Isny – Als die Bergtorstraße im Herbst fertig umgebaut wurde, war es bereits offenkundig: Die Gestaltung ist noch nicht abgeschlossen.

Jetzt aber ist offensichtlich, dass massiv etwas geschehen wird. Mobiliar und Pflanzkübel, Bänke und Fahrradständer, Abfallbehälter und Art der Bepflanzung sind auf ein einheitliches Bild ausgerichtet, auch wenn es manchen vielleicht schwerfällt, die recht moderne Gestaltung anzunehmen. Das soll aber nicht alles sein. Auch die Anwohner werden gebeten, sich an der Gestaltung zu beteiligen und bei der Bepflanzung nach Möglichkeit sich den Vorgaben der Stadt anzuschließen. Die Einwände fingen jedoch schon bei den Bänken an. 

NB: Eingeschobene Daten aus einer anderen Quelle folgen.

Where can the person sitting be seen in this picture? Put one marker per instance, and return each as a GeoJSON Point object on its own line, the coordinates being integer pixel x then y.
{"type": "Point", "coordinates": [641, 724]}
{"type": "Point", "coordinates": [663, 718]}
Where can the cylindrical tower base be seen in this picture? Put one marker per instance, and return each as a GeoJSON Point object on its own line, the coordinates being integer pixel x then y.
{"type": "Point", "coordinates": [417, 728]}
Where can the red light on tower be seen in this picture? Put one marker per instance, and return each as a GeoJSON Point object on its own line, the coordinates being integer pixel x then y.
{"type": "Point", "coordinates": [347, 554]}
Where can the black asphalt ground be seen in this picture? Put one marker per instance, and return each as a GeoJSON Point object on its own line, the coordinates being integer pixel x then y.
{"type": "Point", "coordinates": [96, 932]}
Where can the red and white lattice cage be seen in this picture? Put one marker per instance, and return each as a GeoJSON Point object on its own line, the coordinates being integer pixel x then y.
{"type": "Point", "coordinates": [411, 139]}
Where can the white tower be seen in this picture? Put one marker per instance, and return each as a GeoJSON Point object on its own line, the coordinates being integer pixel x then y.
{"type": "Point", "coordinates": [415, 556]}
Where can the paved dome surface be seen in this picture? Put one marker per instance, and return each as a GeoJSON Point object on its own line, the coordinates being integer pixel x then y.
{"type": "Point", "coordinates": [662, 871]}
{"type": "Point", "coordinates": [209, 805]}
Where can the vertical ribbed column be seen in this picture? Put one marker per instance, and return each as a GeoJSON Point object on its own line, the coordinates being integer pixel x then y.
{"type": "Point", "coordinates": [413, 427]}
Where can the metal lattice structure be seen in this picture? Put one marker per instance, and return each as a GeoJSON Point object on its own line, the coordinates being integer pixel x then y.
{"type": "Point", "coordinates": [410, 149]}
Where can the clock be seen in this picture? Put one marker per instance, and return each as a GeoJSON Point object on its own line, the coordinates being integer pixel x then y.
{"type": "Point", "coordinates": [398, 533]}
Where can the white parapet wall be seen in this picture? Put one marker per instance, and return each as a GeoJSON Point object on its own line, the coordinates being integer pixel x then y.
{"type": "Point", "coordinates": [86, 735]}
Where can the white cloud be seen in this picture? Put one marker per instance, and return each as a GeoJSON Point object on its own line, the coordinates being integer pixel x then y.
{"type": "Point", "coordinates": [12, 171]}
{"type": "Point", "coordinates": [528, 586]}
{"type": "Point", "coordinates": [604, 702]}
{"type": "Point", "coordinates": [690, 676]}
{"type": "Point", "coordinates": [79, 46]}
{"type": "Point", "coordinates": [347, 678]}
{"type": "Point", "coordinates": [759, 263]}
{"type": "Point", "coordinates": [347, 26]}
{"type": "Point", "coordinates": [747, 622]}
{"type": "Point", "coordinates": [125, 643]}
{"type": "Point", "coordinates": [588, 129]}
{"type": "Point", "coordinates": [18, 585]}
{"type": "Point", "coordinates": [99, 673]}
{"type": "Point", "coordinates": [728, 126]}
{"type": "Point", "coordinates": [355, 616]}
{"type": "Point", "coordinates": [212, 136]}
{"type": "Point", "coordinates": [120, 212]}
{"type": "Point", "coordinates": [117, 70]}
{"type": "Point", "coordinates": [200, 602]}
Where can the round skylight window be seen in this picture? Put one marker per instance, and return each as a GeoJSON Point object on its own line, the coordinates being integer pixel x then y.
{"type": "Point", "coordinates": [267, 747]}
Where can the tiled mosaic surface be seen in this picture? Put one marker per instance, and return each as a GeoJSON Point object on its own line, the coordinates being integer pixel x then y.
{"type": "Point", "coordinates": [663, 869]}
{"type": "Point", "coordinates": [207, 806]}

Muss denn das verwendete Holz der Bänke wirklich aus den Tropen kommen? Sind beschichtete Gitterbänke nicht schneller trocken wenn es dann wieder einmal regnen sollte? Sollte tatsächlich auf der anderen Seite der Straße gegenüber der Außenbestuhlung der Bäckerei Mayer eine Bank aufgestellt werden, um mit Hilfe dieser die Geschwindigkeit der Fahrzeuge auf der Bergtorstraße zu „entschleunigen?“ 

Knappe Abstimmung 

Wichtig ist Bürgermeister Rainer Magenreuter und der Isnyer Stadtverwaltung aber vor allem, dass möglichst bald etwas in der Bergtorstraße geschieht. Die weiteren Einwände, dass auf diese Art und Weise für den Marktplatz eine Festlegung erfolge, bevor für die angrenzende Fläche überhaupt ein Konzept entwickelt wurde, hat Bürgermeister Magenreuter schnell entkräftet. „Die Anzahl der Bänke ist nicht besonders hoch und wenn wir dort zu einer anderen Gestaltung kommen, lassen die sich auch an einem anderen Platz aufstellen“, ist seine Linie. 

Die Abstimmung im Isnyer Stadtrat fiel schließlich dennoch denkbar knapp aus: Vier Gegenstimmen, vier Enthaltungen und acht Befürworter sind Zeugnis davon, dass die recht schlichten Behälter und Möbel nicht jeden Geschmack im Stadtrat treffen. Hier für Stimmung und Farbe zu sorgen, ist dann wohl jetzt Sache der Anwohner – offenbar getreu dem Motto: Die Hoffnung stirbt zuletzt.